You used to be able to get a lower rate during the intro rate period with an ARM than with a fixed-rate mortgage, but that isn't the case right now — fixed mortgage rates are generally lower.

If you're considering an ARM, then you should still ask your lender about what your individual rates would be if you chose a fixed-rate versus adjustable-rate mortgage.

It could be a good time to get a fixed-rate mortgage or refinance

Consider refinancing soon if your finances are in a good place. Starting December 1, most borrowers will pay a 0.5% fee for refinancing. By locking in a rate before December 1, you can avoid paying this closing fee.

But if your finances need improvement, you still might want to wait to refinance. A low credit score or a high debt-to-income ratio will result in a higher interest rate, which could cost you more than the 0.5% fee in the long run.

Thinking about getting a new mortgage?
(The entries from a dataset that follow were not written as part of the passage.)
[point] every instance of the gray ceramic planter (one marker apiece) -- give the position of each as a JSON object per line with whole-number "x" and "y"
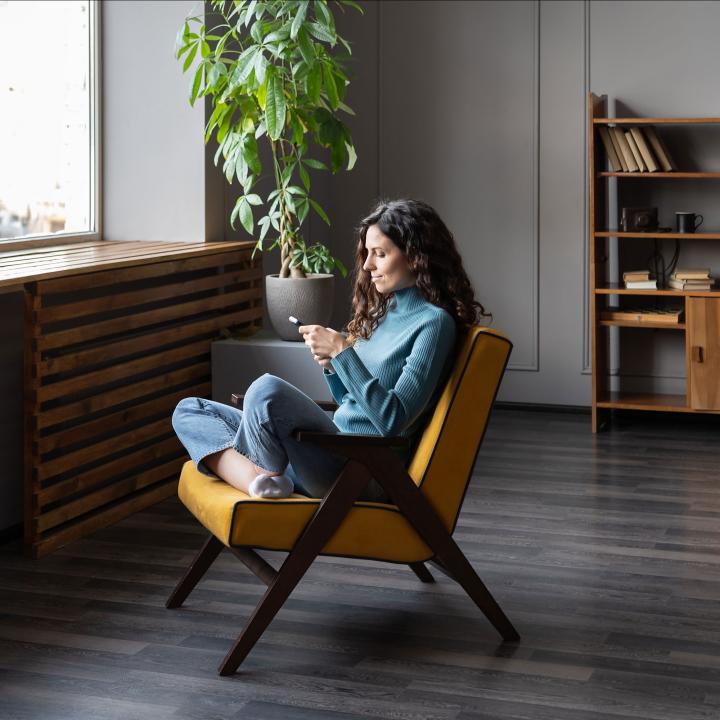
{"x": 309, "y": 298}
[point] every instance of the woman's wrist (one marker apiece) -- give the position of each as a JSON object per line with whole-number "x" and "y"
{"x": 339, "y": 347}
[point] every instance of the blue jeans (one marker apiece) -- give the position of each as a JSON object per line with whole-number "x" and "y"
{"x": 263, "y": 432}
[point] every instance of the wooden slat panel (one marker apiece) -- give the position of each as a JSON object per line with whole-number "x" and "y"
{"x": 138, "y": 297}
{"x": 140, "y": 320}
{"x": 155, "y": 361}
{"x": 97, "y": 499}
{"x": 120, "y": 348}
{"x": 103, "y": 278}
{"x": 123, "y": 441}
{"x": 106, "y": 467}
{"x": 118, "y": 420}
{"x": 96, "y": 476}
{"x": 47, "y": 544}
{"x": 108, "y": 399}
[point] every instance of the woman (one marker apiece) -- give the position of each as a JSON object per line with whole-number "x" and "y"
{"x": 411, "y": 298}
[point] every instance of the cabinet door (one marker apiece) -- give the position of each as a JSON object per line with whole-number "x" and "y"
{"x": 703, "y": 348}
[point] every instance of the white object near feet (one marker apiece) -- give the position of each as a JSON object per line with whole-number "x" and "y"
{"x": 271, "y": 486}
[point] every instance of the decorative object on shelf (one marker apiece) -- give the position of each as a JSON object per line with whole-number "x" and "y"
{"x": 272, "y": 71}
{"x": 639, "y": 280}
{"x": 655, "y": 316}
{"x": 691, "y": 280}
{"x": 639, "y": 219}
{"x": 687, "y": 222}
{"x": 635, "y": 149}
{"x": 611, "y": 388}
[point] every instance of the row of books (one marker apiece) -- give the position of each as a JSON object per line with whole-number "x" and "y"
{"x": 649, "y": 316}
{"x": 679, "y": 280}
{"x": 636, "y": 149}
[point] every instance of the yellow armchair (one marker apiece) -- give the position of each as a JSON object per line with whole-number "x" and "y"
{"x": 414, "y": 529}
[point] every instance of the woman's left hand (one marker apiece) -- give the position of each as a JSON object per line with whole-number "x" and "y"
{"x": 323, "y": 342}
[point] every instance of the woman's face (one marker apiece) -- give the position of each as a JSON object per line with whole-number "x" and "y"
{"x": 386, "y": 263}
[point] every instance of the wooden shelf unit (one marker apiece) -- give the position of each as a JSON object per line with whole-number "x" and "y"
{"x": 701, "y": 326}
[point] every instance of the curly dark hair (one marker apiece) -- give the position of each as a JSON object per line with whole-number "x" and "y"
{"x": 429, "y": 248}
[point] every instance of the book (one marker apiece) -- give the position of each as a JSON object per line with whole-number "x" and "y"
{"x": 618, "y": 151}
{"x": 641, "y": 284}
{"x": 636, "y": 275}
{"x": 670, "y": 315}
{"x": 645, "y": 151}
{"x": 690, "y": 284}
{"x": 660, "y": 149}
{"x": 625, "y": 149}
{"x": 701, "y": 274}
{"x": 610, "y": 149}
{"x": 635, "y": 151}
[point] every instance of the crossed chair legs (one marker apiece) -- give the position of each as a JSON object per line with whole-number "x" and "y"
{"x": 387, "y": 468}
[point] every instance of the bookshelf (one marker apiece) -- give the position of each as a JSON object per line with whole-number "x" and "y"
{"x": 698, "y": 331}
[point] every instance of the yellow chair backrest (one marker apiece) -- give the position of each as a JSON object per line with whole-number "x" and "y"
{"x": 445, "y": 454}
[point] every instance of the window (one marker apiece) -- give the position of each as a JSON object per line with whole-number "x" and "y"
{"x": 48, "y": 119}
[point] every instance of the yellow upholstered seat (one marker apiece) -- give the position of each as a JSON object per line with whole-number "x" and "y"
{"x": 426, "y": 494}
{"x": 370, "y": 530}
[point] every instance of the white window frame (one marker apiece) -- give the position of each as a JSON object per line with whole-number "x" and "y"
{"x": 96, "y": 138}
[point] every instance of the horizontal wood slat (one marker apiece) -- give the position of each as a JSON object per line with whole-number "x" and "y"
{"x": 108, "y": 355}
{"x": 139, "y": 297}
{"x": 45, "y": 544}
{"x": 137, "y": 321}
{"x": 119, "y": 419}
{"x": 63, "y": 388}
{"x": 117, "y": 490}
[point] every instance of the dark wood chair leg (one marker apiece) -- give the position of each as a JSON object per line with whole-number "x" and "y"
{"x": 422, "y": 572}
{"x": 388, "y": 470}
{"x": 199, "y": 566}
{"x": 328, "y": 517}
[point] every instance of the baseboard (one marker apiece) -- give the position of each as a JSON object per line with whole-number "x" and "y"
{"x": 543, "y": 407}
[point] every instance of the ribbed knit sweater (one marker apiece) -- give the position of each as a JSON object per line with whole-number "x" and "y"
{"x": 384, "y": 384}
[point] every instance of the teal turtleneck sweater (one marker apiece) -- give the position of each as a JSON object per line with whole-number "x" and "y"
{"x": 382, "y": 385}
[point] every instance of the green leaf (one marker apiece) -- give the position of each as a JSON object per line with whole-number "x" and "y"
{"x": 260, "y": 65}
{"x": 250, "y": 11}
{"x": 322, "y": 32}
{"x": 304, "y": 177}
{"x": 352, "y": 155}
{"x": 321, "y": 10}
{"x": 250, "y": 154}
{"x": 316, "y": 164}
{"x": 298, "y": 19}
{"x": 306, "y": 45}
{"x": 319, "y": 211}
{"x": 196, "y": 84}
{"x": 330, "y": 86}
{"x": 313, "y": 83}
{"x": 275, "y": 107}
{"x": 190, "y": 57}
{"x": 246, "y": 216}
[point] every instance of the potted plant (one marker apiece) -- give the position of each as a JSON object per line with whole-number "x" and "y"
{"x": 274, "y": 72}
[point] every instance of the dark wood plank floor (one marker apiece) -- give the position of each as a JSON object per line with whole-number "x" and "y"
{"x": 604, "y": 551}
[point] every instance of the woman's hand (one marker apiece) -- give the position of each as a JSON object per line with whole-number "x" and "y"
{"x": 324, "y": 343}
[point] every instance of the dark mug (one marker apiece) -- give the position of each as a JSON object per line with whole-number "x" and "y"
{"x": 688, "y": 222}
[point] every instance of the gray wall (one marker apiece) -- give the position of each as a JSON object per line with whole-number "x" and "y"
{"x": 479, "y": 108}
{"x": 154, "y": 153}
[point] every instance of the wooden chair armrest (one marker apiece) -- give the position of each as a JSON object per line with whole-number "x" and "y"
{"x": 350, "y": 441}
{"x": 237, "y": 399}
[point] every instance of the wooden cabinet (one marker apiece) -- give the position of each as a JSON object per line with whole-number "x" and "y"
{"x": 703, "y": 352}
{"x": 701, "y": 327}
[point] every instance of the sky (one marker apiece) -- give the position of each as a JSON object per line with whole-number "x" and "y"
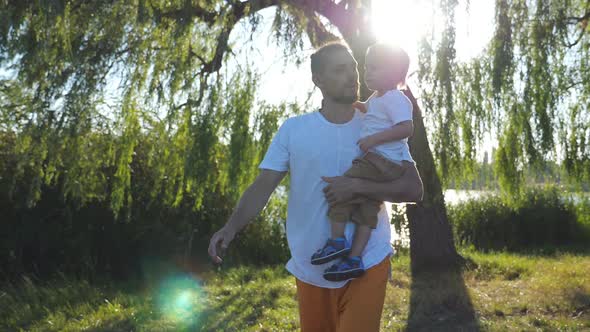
{"x": 394, "y": 21}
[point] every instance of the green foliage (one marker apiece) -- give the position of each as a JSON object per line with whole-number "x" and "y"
{"x": 538, "y": 218}
{"x": 529, "y": 87}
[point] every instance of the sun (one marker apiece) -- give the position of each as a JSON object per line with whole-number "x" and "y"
{"x": 401, "y": 23}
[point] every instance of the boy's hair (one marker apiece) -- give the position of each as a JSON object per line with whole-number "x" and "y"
{"x": 396, "y": 59}
{"x": 320, "y": 56}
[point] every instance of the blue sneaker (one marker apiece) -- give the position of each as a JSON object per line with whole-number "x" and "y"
{"x": 348, "y": 268}
{"x": 333, "y": 249}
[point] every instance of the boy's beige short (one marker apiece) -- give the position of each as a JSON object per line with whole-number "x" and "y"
{"x": 363, "y": 210}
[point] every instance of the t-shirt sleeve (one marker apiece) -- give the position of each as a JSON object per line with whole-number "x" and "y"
{"x": 398, "y": 107}
{"x": 277, "y": 155}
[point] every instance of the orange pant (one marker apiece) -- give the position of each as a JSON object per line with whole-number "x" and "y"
{"x": 356, "y": 307}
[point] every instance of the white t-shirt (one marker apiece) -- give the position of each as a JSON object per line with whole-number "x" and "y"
{"x": 309, "y": 147}
{"x": 383, "y": 113}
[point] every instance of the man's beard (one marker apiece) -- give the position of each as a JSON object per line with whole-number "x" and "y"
{"x": 349, "y": 99}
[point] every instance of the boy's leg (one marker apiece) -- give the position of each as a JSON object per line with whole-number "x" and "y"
{"x": 362, "y": 233}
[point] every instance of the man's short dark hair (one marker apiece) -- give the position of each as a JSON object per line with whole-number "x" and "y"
{"x": 320, "y": 56}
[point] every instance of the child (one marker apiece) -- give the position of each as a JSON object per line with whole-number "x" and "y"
{"x": 386, "y": 126}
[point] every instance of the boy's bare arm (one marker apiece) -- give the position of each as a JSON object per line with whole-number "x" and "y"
{"x": 400, "y": 131}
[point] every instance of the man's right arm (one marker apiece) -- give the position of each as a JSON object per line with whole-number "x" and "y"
{"x": 250, "y": 205}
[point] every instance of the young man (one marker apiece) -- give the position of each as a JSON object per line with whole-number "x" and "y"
{"x": 316, "y": 148}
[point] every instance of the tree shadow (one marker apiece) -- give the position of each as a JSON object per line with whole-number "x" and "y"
{"x": 439, "y": 301}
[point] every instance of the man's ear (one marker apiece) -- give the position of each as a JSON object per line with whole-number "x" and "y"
{"x": 317, "y": 81}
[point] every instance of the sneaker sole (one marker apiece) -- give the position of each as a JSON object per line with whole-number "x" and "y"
{"x": 343, "y": 275}
{"x": 329, "y": 258}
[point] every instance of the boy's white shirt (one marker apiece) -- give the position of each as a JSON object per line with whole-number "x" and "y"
{"x": 309, "y": 147}
{"x": 383, "y": 113}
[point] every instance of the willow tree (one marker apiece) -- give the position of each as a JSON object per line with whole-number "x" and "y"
{"x": 169, "y": 55}
{"x": 530, "y": 88}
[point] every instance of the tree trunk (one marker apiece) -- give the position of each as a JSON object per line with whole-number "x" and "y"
{"x": 431, "y": 237}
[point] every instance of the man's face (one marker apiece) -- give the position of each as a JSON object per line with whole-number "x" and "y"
{"x": 340, "y": 79}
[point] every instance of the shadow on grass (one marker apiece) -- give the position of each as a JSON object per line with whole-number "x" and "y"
{"x": 439, "y": 301}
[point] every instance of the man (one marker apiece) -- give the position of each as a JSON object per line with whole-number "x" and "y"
{"x": 316, "y": 148}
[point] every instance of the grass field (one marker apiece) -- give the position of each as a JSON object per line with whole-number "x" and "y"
{"x": 500, "y": 292}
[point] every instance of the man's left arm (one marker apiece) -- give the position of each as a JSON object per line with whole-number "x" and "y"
{"x": 407, "y": 189}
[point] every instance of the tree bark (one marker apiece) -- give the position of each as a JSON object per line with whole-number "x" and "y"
{"x": 431, "y": 238}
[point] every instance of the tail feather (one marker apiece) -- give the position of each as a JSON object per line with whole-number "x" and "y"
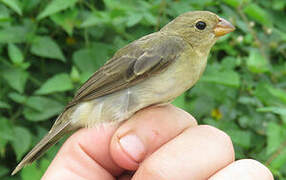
{"x": 49, "y": 140}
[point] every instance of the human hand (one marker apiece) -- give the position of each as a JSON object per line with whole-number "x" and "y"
{"x": 156, "y": 143}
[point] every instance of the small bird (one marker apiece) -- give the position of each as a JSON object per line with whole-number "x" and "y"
{"x": 152, "y": 70}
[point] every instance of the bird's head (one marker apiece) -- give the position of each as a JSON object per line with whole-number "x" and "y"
{"x": 200, "y": 29}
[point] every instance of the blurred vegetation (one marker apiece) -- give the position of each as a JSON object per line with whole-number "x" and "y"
{"x": 48, "y": 48}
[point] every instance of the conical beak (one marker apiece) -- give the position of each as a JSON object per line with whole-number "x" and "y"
{"x": 223, "y": 27}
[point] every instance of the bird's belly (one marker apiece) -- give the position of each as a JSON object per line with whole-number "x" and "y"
{"x": 121, "y": 105}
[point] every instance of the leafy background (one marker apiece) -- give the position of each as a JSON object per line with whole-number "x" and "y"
{"x": 49, "y": 48}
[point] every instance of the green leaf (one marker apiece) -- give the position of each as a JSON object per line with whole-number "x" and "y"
{"x": 224, "y": 77}
{"x": 57, "y": 83}
{"x": 256, "y": 63}
{"x": 14, "y": 5}
{"x": 15, "y": 54}
{"x": 67, "y": 20}
{"x": 96, "y": 18}
{"x": 90, "y": 59}
{"x": 75, "y": 76}
{"x": 46, "y": 47}
{"x": 6, "y": 132}
{"x": 56, "y": 6}
{"x": 279, "y": 160}
{"x": 40, "y": 108}
{"x": 3, "y": 171}
{"x": 21, "y": 141}
{"x": 16, "y": 78}
{"x": 273, "y": 109}
{"x": 258, "y": 14}
{"x": 4, "y": 13}
{"x": 275, "y": 137}
{"x": 31, "y": 172}
{"x": 21, "y": 99}
{"x": 13, "y": 34}
{"x": 4, "y": 105}
{"x": 134, "y": 19}
{"x": 279, "y": 93}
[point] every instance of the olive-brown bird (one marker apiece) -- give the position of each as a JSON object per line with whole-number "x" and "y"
{"x": 152, "y": 70}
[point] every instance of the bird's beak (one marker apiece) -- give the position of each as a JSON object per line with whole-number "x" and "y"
{"x": 223, "y": 27}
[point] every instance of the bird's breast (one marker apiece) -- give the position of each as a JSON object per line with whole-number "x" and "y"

It could be a good time to get a fixed-rate mortgage, because fixed rates are at historic lows. But English doesn't recommend applying for an adjustable-rate mortgage.

"I can't see one good reason why someone would choose to go with an ARM versus a 30-year fixed rate in today's market," English said. "Why take the risk when you can get a better rate in a 30-year loan?"

You don't necessarily need to rush to apply for a new mortgage. Rates will likely stay low well into 2021, if not longer. If you want to land the lowest rate, consider taking some of the following steps before submitting an application:

  • Increase your credit score by making payments on time, paying down debt, and letting your credit age. A score of at least 700 will help you out — but the higher, the better.
  • Save more for a down payment. With a conventional loan, you may be able to put down as little as 3%. But the higher your down payment, the lower your rate will likely be. Because rates should stay low for a while, you probably have time to save more.
  • Lower your debt-to-income ratio. Your DTI is the amount you pay toward debts each month, divided by your gross monthly income. Most lenders want to see a DTI of 36% or less, but an even lower DTI can result in a better rate. To improve your DTI, pay down debts or figure out whether you can earn more money.

If you feel comfortable with your financial situation, now could be a good time to get a fixed-rate mortgage or refinance.